The outer diameter of such funnel is 82 mm, for the 750 ml model, and the perforated hot air exhaust circle is about 45 mm.
You can keep the perforated plate, adding more holes, else pressure drop can be experienced.
For seal the kapton tape is the most usual.
 
AgressivStreetLamp
Thank You @Monarda and @renatoa,

Unfortunately, I managed to explode my current motor because I put a : instead of ; in Artisan scope.

Anyway, I found a Poppery I on FB marketplace for like $25 shipped. Bit dubious if it was goign to arrive, and while it is quite dirty, it arrived and works! I need to redo the wiring, and come up with a new mounting solution but otherwise I am back on my journey towards my goals. I still think a 225g Roaster is achievable with the usual mods of this guy.

i.imgur.com/uKBzXCD.jpg
 
AgressivStreetLamp
Hi all,

I have successfully built a roaster with my little Poppery I. However,
After just a single roast, my robotdyn module burns out for the heater.

My robotdyn is rated for 24 amps which should be more than enough.

I was wondering about the zero crossing. right now I am in PAC 3 mode, with the heater on OT1. But the zc is comming from the robotdyn for the FAN. I looked at teh waveform coming from the FAN robotdyne and it appears to be phase gating as expecte (fan is the inductive load so that makes sense)
However. some of the documentation seems to indicate that the heater should be using a "zero crossing SSR?" whatever that is since arent all triacs zero crossing by nature? And SSRS are just triacs with a heatsink irrc?

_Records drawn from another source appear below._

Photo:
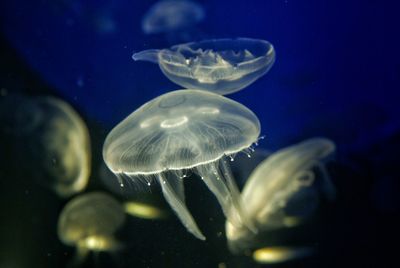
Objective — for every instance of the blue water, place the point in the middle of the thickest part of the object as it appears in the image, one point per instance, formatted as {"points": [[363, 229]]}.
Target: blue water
{"points": [[332, 59], [336, 74]]}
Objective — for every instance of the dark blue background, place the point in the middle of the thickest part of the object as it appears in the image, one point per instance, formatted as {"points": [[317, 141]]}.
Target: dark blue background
{"points": [[336, 74], [334, 59]]}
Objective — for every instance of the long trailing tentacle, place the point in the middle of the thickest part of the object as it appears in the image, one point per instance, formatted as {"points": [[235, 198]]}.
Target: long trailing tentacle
{"points": [[172, 189]]}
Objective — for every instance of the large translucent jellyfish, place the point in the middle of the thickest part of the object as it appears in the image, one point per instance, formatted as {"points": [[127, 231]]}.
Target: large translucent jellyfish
{"points": [[222, 66], [52, 142], [280, 189], [180, 132], [172, 15], [89, 222]]}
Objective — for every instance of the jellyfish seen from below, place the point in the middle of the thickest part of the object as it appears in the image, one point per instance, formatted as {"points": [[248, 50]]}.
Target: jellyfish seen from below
{"points": [[182, 131], [222, 66], [52, 141], [172, 15], [281, 190], [89, 222]]}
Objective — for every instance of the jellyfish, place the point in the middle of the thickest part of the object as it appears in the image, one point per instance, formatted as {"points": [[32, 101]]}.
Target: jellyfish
{"points": [[279, 254], [222, 66], [89, 223], [279, 190], [183, 132], [51, 140], [172, 15]]}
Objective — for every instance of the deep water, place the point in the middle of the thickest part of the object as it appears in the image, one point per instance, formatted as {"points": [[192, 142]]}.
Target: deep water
{"points": [[336, 75]]}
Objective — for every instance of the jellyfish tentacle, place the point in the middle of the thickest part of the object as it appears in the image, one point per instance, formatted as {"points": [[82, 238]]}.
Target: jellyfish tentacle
{"points": [[236, 197], [217, 184], [150, 55], [174, 198]]}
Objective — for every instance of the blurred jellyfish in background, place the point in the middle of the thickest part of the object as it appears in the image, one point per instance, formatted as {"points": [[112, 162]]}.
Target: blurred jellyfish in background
{"points": [[172, 16], [280, 192], [242, 166], [181, 132], [139, 204], [222, 66], [51, 142], [273, 255], [145, 209], [89, 223]]}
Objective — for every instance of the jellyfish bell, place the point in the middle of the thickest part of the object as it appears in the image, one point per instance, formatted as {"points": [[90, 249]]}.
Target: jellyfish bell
{"points": [[51, 140], [172, 15], [182, 131], [89, 223], [279, 191], [222, 66]]}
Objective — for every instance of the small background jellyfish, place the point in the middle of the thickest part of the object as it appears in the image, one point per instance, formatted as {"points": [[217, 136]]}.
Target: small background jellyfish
{"points": [[139, 204], [222, 66], [279, 192], [175, 18], [178, 133], [89, 223], [51, 141]]}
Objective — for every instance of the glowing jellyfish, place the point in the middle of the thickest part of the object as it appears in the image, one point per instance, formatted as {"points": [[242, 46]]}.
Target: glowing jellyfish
{"points": [[172, 15], [272, 255], [89, 222], [274, 190], [52, 140], [182, 131], [222, 66]]}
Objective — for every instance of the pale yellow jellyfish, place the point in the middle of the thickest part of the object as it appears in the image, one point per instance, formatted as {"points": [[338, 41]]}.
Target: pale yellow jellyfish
{"points": [[89, 222], [180, 131], [222, 66], [272, 194], [279, 254]]}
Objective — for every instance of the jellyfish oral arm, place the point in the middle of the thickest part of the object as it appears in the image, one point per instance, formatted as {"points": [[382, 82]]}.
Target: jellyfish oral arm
{"points": [[223, 186], [150, 55], [175, 198]]}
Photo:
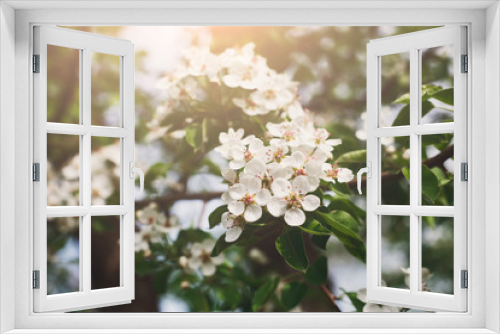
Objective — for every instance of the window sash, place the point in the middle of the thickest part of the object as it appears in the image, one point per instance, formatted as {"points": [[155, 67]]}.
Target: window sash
{"points": [[86, 297], [412, 43]]}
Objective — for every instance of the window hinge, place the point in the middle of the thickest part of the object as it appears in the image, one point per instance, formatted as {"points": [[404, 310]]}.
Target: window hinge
{"points": [[36, 172], [36, 63], [465, 279], [464, 171], [36, 279], [465, 64]]}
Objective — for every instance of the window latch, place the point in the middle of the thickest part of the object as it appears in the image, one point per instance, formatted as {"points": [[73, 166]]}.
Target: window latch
{"points": [[132, 171], [368, 171]]}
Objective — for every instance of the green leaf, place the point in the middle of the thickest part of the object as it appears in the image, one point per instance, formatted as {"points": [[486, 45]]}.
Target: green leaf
{"points": [[317, 272], [312, 226], [220, 245], [406, 173], [263, 293], [320, 241], [444, 95], [430, 183], [403, 99], [292, 294], [353, 297], [354, 156], [342, 204], [157, 170], [215, 216], [194, 136], [345, 228], [290, 245]]}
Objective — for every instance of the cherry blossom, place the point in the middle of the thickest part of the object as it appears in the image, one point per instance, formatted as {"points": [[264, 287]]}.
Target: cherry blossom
{"points": [[247, 197], [291, 200]]}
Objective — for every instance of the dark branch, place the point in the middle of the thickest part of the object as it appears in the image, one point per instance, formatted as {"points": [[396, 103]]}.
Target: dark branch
{"points": [[164, 201], [436, 161]]}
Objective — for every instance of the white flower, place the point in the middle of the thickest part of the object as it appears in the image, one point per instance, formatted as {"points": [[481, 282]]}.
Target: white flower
{"points": [[302, 167], [272, 96], [200, 257], [332, 173], [234, 226], [255, 145], [288, 133], [233, 146], [320, 138], [290, 199], [248, 197], [249, 107], [267, 172], [375, 308]]}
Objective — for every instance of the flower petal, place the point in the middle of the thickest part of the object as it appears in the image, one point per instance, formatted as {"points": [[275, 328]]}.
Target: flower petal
{"points": [[208, 269], [229, 174], [233, 234], [300, 184], [297, 159], [253, 213], [295, 217], [281, 187], [263, 197], [252, 183], [236, 207], [276, 206], [310, 202], [237, 191]]}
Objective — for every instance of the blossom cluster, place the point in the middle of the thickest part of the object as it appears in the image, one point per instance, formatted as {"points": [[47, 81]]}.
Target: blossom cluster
{"points": [[252, 87], [279, 176]]}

I haven't messed with the firmware other than changing to pac. 3
 
renatoa
Heater should use a ZC SSR for (slow) PWM mode, to improve the control accuracy.
With an instant fire SSR the precision of control in PWM mode and 1 second cycle is 2%, versus 1% when using ZC SSR.
However, if changing the pulse cycle to 2 seconds, the control precision became 1% even for instant fire ssr.

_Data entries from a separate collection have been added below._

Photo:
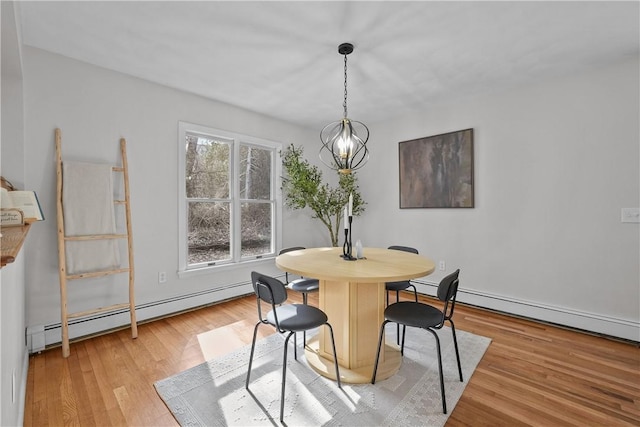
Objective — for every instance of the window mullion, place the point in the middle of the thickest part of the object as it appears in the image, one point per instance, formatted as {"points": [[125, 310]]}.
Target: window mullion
{"points": [[236, 224]]}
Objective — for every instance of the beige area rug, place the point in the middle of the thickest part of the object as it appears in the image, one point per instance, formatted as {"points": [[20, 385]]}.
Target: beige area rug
{"points": [[213, 393]]}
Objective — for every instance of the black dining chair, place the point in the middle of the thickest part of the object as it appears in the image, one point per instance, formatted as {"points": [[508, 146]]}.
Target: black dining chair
{"points": [[401, 285], [286, 319], [425, 316], [304, 285]]}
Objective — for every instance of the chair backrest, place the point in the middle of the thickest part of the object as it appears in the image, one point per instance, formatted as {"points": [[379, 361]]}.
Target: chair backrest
{"points": [[447, 291], [268, 289], [284, 251], [404, 248]]}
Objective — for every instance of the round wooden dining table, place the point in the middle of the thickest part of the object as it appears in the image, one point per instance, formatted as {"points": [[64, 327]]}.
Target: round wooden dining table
{"points": [[352, 294]]}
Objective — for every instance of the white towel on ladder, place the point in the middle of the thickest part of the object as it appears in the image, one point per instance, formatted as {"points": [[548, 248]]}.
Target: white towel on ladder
{"points": [[87, 203]]}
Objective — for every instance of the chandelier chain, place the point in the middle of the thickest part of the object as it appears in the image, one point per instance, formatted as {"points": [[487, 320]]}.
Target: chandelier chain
{"points": [[344, 104]]}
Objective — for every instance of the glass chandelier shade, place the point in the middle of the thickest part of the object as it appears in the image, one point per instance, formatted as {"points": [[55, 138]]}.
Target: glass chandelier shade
{"points": [[344, 142]]}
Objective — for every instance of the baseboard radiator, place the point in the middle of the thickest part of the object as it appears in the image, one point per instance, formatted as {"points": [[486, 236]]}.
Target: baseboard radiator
{"points": [[560, 316], [40, 337]]}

Yes, SSRs have triacs as the power control element, fitted with a simpler or more complex gate control circuitry.
According to the fire circuit complexity they can be instant fire, or zero cross fired.
And nope, triacs aren't zero cross by nature, conversely, a naked triac fire instantly when a right voltage is applied on the gate, in any moment !

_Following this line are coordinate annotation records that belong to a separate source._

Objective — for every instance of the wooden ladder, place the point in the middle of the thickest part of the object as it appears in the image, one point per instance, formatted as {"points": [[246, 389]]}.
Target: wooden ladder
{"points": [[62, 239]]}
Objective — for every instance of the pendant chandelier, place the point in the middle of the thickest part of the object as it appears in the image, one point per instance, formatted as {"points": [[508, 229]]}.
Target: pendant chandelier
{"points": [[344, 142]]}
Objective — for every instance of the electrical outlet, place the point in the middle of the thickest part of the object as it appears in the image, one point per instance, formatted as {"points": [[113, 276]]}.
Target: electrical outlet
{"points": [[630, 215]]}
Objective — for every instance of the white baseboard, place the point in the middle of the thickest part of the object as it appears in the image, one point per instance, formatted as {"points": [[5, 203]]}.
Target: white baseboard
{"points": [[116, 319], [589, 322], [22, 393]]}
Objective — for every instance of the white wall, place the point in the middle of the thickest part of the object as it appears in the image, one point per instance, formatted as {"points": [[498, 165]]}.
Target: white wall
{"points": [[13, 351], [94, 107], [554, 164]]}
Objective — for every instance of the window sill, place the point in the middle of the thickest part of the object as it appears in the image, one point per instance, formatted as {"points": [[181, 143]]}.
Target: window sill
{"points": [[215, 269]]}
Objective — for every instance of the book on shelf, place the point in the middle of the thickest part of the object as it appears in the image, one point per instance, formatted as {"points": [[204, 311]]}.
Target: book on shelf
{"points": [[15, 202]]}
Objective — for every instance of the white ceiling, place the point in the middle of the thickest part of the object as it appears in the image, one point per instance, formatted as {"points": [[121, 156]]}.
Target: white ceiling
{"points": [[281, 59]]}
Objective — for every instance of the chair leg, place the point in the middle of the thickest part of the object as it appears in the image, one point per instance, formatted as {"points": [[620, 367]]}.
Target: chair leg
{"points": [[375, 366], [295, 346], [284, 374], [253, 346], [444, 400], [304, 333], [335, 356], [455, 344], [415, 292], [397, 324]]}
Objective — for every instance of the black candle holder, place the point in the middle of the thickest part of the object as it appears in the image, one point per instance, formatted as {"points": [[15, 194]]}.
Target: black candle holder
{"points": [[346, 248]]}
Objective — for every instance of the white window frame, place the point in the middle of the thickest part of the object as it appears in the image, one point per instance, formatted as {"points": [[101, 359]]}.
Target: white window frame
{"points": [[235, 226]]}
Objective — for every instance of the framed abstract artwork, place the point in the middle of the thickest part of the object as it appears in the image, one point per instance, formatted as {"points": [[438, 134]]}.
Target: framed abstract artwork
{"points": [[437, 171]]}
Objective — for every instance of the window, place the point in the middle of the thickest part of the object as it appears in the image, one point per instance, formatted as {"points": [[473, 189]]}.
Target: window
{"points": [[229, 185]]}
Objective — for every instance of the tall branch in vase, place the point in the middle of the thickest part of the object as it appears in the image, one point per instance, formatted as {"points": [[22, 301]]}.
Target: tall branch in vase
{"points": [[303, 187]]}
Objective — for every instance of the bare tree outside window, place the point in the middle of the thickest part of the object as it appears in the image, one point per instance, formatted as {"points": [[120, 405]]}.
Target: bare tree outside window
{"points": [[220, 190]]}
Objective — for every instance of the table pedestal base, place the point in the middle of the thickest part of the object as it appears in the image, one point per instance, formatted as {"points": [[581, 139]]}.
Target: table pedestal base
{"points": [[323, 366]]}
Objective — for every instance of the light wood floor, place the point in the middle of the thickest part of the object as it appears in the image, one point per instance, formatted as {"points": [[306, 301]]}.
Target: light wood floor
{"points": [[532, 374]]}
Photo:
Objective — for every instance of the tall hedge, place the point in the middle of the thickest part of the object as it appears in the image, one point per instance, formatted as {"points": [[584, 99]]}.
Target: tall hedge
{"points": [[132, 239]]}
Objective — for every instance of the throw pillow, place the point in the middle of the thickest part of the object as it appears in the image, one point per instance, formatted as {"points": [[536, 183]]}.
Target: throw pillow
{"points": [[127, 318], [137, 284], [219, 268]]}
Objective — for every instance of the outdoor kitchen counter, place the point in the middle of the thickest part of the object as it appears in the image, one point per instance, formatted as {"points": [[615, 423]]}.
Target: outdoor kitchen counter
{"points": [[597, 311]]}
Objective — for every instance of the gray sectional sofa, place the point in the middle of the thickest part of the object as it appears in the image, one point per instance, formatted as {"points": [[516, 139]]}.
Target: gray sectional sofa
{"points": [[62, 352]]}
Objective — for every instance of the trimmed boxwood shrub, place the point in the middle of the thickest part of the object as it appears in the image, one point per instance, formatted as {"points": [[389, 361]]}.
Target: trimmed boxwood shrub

Regarding your robotdyn burned, please check the dedicated thread, we have there some talks about its capabilities, and how heatsink should be improved.
 
AgressivStreetLamp
Hm ok. First of all thank you for the help.

So which mode is that for my setup? It sounds like the slow heater mode is the first (slow_pwm) mode. But that uses a DC fan, which I don't. Is there a way to use slow pwm mode but keep my AC fan (pac3) ?

So my understanding is that triacs only turn off when the voltage across the gated terminals is close.to 0. This is the nature of the silicon. So a ZC SSR also only turn on with zero crossing?